Were Patsy's Italian Restaurant to have presented a valid reason for joining Patsy's Brand, Inc. other than additional motion practice over whether the Southern District Order precludes Patsy's Pizzeria's counterclaim, than the Court might be inclined to permit such an amendment. However, such a joinder will not facilitate resolution of the parties' claims and will only lead to a delay in the proceedings. Therefore, I exercise my discretion and deny Patsy's Italian Restaurant's motions pursuant to Rule 25(c).
Patsy's Pizzeria argues that, should the Court grant Patsy's Italian Restaurant's motion, than discovery should be reopened. (Docket Entry 123 at 4.) This motion is denied as moot.
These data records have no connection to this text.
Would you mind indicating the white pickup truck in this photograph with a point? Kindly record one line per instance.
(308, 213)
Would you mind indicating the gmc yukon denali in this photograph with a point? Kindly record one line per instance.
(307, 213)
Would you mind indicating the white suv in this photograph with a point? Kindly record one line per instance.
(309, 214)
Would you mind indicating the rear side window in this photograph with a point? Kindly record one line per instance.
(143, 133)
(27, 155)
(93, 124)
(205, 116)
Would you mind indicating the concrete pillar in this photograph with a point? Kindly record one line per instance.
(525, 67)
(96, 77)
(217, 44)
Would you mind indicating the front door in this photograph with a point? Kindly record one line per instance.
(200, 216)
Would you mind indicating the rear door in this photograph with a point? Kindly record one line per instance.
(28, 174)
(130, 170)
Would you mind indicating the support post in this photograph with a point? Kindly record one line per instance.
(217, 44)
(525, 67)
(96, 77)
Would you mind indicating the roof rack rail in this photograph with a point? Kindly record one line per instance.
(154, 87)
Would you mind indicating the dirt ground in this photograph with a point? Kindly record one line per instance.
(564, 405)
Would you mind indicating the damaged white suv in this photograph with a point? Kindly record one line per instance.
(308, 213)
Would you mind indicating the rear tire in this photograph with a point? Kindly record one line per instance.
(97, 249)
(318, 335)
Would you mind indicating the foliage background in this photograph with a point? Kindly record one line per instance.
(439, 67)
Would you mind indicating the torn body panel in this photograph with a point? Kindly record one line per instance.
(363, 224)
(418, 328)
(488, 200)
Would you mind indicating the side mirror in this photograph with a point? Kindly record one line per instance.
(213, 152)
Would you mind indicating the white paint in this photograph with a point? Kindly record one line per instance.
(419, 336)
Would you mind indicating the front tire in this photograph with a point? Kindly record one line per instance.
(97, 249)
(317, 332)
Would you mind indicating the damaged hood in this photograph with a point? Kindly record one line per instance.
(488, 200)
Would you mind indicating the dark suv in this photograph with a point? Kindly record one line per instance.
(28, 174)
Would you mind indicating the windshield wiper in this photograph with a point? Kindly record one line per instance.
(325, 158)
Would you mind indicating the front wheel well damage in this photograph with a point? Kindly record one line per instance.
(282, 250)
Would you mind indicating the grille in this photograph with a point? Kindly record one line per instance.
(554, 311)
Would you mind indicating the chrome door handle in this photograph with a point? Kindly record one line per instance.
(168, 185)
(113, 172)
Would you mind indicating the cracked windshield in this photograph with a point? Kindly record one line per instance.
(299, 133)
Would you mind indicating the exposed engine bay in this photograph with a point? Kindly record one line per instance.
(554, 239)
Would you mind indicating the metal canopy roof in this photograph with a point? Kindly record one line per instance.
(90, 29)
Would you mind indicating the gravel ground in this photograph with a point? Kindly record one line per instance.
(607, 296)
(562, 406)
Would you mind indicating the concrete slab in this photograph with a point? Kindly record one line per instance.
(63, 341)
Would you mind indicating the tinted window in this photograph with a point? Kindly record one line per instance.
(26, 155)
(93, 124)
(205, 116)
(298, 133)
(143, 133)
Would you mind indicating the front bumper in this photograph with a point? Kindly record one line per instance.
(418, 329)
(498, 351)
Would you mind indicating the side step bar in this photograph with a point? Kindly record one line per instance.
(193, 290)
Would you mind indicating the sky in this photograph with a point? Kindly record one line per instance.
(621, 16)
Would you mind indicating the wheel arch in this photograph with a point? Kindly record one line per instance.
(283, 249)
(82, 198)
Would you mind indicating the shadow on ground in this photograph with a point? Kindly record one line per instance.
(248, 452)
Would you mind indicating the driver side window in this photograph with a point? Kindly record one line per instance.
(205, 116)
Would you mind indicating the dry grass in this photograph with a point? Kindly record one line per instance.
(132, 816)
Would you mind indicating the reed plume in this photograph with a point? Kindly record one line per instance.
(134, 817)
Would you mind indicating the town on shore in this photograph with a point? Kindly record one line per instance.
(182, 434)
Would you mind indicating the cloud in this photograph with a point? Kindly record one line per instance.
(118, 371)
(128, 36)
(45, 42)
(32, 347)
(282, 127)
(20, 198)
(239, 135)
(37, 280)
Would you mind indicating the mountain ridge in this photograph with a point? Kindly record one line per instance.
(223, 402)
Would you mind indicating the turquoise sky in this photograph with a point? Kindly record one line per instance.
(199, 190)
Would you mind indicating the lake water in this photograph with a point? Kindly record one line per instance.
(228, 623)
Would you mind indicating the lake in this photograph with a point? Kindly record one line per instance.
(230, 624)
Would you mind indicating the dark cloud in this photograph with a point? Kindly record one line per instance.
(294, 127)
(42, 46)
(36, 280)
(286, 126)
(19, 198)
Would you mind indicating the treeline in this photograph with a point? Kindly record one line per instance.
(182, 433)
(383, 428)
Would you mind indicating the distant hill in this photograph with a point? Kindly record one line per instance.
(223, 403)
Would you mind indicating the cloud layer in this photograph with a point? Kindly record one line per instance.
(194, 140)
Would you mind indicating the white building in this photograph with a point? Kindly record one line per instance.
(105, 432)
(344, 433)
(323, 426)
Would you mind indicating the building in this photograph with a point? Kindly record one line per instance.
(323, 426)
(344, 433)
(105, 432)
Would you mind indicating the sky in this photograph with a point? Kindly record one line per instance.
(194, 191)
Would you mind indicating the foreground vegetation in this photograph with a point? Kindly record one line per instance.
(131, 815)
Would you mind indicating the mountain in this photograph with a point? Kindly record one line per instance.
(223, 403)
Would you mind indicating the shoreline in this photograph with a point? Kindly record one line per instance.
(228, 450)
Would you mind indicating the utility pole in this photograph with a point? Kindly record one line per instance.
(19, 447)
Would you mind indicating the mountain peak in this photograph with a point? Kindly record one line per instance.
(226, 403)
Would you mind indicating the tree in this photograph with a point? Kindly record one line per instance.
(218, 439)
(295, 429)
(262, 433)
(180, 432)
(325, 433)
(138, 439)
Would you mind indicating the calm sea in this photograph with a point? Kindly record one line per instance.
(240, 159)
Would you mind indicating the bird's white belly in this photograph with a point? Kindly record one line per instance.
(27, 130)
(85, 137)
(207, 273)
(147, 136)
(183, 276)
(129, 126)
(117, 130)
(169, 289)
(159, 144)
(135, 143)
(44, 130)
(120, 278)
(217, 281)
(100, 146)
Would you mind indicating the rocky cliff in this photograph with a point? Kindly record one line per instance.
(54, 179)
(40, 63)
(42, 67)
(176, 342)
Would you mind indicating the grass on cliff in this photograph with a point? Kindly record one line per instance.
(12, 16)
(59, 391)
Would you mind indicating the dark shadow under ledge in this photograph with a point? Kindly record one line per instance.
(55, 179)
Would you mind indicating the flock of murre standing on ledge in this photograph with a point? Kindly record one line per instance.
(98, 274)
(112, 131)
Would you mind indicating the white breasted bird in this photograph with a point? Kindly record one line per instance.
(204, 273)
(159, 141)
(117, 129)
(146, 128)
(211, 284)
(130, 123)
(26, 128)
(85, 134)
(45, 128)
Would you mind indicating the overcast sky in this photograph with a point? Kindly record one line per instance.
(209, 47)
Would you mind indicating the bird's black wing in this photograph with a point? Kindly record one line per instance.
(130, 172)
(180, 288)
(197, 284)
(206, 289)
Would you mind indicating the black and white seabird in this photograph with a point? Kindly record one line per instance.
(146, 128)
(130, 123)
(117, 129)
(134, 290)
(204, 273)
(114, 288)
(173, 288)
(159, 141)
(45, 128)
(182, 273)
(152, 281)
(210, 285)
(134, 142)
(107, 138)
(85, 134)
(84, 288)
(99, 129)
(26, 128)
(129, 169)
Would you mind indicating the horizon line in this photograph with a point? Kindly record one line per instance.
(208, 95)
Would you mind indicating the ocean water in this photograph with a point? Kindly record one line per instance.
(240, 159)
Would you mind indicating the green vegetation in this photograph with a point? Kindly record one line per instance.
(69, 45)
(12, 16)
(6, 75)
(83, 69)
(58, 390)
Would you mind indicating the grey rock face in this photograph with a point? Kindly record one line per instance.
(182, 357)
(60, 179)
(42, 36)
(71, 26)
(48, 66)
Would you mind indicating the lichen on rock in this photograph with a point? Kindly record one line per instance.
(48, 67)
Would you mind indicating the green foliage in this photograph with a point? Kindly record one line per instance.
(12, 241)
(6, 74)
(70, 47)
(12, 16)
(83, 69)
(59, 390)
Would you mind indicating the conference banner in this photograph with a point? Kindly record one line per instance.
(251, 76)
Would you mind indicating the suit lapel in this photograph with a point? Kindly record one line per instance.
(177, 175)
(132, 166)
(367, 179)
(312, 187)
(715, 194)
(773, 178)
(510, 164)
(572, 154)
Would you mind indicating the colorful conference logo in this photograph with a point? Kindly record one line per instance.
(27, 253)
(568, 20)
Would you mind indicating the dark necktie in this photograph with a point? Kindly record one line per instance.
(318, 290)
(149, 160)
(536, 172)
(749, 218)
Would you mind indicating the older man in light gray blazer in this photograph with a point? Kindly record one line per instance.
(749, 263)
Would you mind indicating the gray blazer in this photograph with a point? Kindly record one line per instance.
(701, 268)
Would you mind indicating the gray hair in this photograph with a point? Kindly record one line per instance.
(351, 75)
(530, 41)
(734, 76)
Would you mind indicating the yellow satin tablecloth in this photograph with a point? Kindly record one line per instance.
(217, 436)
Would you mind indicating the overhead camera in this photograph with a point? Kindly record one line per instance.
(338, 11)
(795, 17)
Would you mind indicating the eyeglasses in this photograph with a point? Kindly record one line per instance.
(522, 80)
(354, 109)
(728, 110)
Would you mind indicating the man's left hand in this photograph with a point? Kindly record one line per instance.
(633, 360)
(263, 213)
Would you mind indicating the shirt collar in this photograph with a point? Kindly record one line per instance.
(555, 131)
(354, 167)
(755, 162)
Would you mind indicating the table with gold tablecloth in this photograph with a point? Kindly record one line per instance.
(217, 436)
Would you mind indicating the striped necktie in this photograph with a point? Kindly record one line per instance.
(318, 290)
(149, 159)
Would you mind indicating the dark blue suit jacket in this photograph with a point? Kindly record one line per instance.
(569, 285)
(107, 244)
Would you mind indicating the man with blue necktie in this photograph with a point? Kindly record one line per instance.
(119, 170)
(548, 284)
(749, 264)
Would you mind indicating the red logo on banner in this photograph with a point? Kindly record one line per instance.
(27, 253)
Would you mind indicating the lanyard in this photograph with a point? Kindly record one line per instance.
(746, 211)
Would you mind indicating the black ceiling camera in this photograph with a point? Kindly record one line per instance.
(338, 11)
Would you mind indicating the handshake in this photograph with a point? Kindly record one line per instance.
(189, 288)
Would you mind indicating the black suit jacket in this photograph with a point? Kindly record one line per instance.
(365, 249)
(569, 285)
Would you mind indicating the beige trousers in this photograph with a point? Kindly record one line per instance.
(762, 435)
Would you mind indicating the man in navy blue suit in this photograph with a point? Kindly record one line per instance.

Patsy's Pizzeria also claims that the proposed amendment would be barred for failure to timely plead. ( See Docket Entry 123 at 2.) Because I decline to permit Patsy's Italian Restaurant to add Patsy's Brand, Inc. as an additional plaintiff, I do not reach the question of whether such an amendment would relate back to the filing of the original complaint pursuant to Rule 15(c)(1) of the Federal Rules of Civil Procedure.